CoinStats, the popular crypto portfolio app, recently experienced a security incident and temporarily shut down its application to address the breach. The company reported that 1,590 wallets, or 1.3% of all CoinStats wallets, were affected. However, connected wallets and centralized exchanges were not impacted. CoinStats is currently investigating a scam notification that some iOS and Android users received.
In response to the breach, CoinStats advised users with affected wallets to move their funds immediately using their exported private keys if they had them previously exported. The company provided a link to the list of affected wallets and stated that the list may be updated as the investigation progresses. CoinStats is working to resolve the issue and restore the app’s functionality as soon as possible.
The scam notification that some users received falsely claimed that they had won a 14.2 ETH reward in an event with a total pool of 200 ETH. The message directed users to log into the CoinStats AirScout wallet, which was actually a fraudulent Drainer website. CoinStats apologized for the inconvenience caused by the scam and assured users that updates would be provided as more information becomes available.
While the cause of the attack has not been publicly disclosed by CoinStats, there are concerns about whether private keys were stored on their server and the randomness of wallets generated within the app. The targeted wallets were all CoinStats-generated, leading to speculation that attackers may have gained insights into the wallet generation process. Efforts are being made to identify any potential weaknesses in the random number generation that could have been exploited by the attackers.

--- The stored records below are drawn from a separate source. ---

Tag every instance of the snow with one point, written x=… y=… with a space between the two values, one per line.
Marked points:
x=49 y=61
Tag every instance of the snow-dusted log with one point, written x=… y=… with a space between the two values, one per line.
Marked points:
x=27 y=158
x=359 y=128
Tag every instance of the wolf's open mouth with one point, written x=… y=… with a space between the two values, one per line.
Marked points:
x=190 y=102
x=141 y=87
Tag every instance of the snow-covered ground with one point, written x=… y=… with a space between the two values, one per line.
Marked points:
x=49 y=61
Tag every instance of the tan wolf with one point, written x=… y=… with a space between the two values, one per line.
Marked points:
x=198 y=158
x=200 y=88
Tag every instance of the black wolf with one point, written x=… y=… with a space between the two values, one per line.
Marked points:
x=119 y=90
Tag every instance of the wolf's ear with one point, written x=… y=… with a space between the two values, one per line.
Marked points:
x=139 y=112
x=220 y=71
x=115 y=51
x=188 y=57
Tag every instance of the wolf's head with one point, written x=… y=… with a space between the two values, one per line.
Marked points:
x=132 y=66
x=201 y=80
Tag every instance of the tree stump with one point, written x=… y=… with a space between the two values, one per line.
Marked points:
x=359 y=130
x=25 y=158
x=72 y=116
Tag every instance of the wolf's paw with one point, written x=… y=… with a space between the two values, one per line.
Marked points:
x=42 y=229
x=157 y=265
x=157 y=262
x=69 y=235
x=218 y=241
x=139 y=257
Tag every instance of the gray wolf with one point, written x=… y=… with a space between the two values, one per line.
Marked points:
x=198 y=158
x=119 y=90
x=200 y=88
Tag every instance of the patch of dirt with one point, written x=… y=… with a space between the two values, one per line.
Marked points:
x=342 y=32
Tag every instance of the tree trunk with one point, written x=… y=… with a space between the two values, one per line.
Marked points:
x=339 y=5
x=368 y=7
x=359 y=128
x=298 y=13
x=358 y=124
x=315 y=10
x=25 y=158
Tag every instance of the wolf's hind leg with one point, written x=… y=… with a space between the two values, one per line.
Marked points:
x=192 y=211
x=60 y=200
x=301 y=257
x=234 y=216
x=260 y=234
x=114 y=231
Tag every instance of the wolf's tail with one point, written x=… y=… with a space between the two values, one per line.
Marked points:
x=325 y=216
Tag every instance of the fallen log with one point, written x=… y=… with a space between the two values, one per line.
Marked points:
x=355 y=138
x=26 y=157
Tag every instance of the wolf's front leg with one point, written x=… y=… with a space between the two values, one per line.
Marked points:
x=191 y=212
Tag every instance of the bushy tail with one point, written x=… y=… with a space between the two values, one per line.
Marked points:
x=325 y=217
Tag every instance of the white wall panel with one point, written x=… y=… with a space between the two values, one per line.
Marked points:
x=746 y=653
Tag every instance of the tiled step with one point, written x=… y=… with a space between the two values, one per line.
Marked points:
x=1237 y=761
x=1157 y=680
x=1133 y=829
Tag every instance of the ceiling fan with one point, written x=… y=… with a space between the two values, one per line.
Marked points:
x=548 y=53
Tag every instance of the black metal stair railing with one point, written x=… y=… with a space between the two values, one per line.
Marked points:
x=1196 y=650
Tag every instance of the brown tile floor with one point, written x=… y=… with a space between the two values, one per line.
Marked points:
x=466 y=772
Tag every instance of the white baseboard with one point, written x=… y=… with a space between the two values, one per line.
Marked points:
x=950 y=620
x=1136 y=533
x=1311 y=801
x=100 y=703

CoinStats acted swiftly to address the security breach by suspending the app and launching an investigation into the incident. At this time, no wallets or API connections shared with the CoinStats portfolio application appear to have been affected, but reports have surfaced of other connected wallets being drained. Users are advised to remain vigilant of unexpected competitions or rewards in the crypto space and to use hardware wallets to secure their funds.
In conclusion, CoinStats is actively working to resolve the security breach and restore the functionality of its application. The company is committed to providing updates to users as more information becomes available. In the meantime, users are encouraged to take precautions to protect their crypto assets and remain cautious of potential scams in the crypto community.